Contratto e interesse pubblico: premesse politiche e ricadute giusprivatistiche della legge bancaria del 1936
1. Il mercato finanziario nell’Italia postunitaria – 2. La matrice politica del riassetto istituzionale degli anni Trenta – 3. “Raccolta” e “Impieghi” nel disegno del legislatore fascista - 4. La «funzione di interesse pubblico» dell’attività bancaria ex art. 1 della legge bancaria del 1936 – 5. Interesse pubblico ed interesse privato nei contratti bancari degli anni Trenta: le evidenze documentali in tema di interesse privato dell’impresa, concorrenza, contenuto del contratto. – 6. Il contratto bancario come modello di «contratto corporativo». – 7. I requisiti del contratto nel modello corporativo.
La legge bancaria del 1936 ha impresso una svolta decisiva al mercato dei capitali italiano, in pratica inesistente al momento dell’Unità e successivamente soggetto a continue crisi sistemiche che danneggiavano i risparmiatori e lo Stato a tutto vantaggio del grande capitale. La legge del 1936 deve essere coordinata con i provvedimenti relativi alla costituzione dell’IRI e dell’IMI, che la precedettero di pochi anni. Dalla documentazione emersa negli ultimi trenta anni dagli archivi dell’IRI, della Banca d’Italia e dell’ABI, si ha conferma che, contrariamente a quanto spesso affermato nel secondo dopoguerra, l’imponente statizzazione del sistema economico italiano realizzato con quei provvedimenti, rispose ad un preciso e consapevole disegno politico ed ideologico del Regime Fascista.
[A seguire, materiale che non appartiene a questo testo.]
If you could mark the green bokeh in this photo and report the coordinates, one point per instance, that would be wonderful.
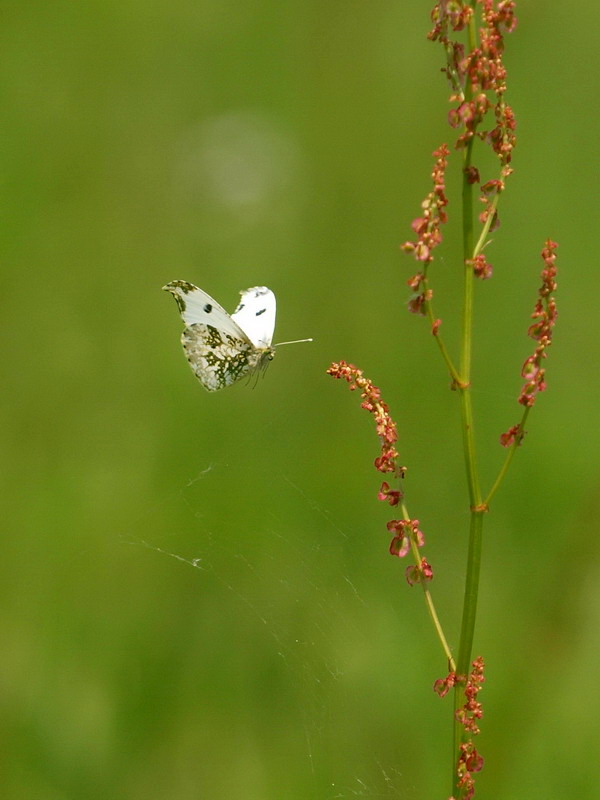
(196, 596)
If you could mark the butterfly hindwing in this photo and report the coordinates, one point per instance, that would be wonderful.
(219, 359)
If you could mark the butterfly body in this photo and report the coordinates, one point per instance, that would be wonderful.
(223, 348)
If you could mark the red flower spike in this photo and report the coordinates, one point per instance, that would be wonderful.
(512, 435)
(544, 314)
(387, 460)
(391, 495)
(427, 226)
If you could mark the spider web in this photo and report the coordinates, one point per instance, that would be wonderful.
(237, 545)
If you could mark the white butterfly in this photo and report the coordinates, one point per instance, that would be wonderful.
(221, 348)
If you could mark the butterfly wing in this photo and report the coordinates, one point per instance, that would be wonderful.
(219, 350)
(217, 358)
(255, 315)
(196, 305)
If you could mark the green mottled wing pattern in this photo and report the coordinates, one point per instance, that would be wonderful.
(218, 358)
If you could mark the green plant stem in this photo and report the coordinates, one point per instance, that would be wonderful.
(440, 342)
(509, 457)
(475, 538)
(429, 600)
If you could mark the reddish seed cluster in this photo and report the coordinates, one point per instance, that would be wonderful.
(427, 226)
(419, 573)
(472, 710)
(478, 86)
(540, 331)
(544, 316)
(404, 531)
(469, 760)
(481, 266)
(386, 461)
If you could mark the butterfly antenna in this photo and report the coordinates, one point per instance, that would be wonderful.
(296, 341)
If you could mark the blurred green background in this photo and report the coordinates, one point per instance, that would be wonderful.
(197, 600)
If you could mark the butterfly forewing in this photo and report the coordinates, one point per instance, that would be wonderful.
(255, 315)
(196, 305)
(219, 348)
Inoltre, la documentazione pubblicata negli ultimi decenni dimostra che il Regime esercitò concretamente i poteri previsti dalla legge del 1936 per governare il settore bancario secondo i criteri propri del corporativismo. In questa direzione è, pertanto, possibile intravedere nei contratti bancari, così come modellati dalla legge, lo schema del contratto di diritto corporativo, con la conseguente ridefinizione della nozione di autonomia privata riveniente dalla tradizione liberal-borghese del secolo XIX.
The banking law of 1936 gave a decisive turning point to the Italian capital market, that practically did not exist at the time of Unification of Italy and – after the Unification – was subject to continuous systemic crises, with several and heavy damages to savers and to the State for the benefit of big capital. The 1936 law must be coordinated with the laws relating to the foundation of IRI and IMI, which preceded it by a few years. From the documentation that has emerged in the last thirty years from the archives of IRI, the Bank of Italy and the ABI, it is confirmed that, contrary to what was often stated after the Second World War, the impressive nationalization of the Italian economic system achieved with those provisions, responded to a precise and conscious political and ideological design of the Fascist Regime.
Furthermore, the documentation published in recent decades demonstrates that the Regime concretely exercised the powers provided for by the 1936 law to govern the banking sector according to the criteria of corporativism. In this direction, therefore, it is possible to glimpse in banking contracts, as shaped by the law, the scheme of the corporativ law contract, with the consequent redefinition of the notion of private autonomy deriving from the liberal-bourgeois tradition of the nineteenth century.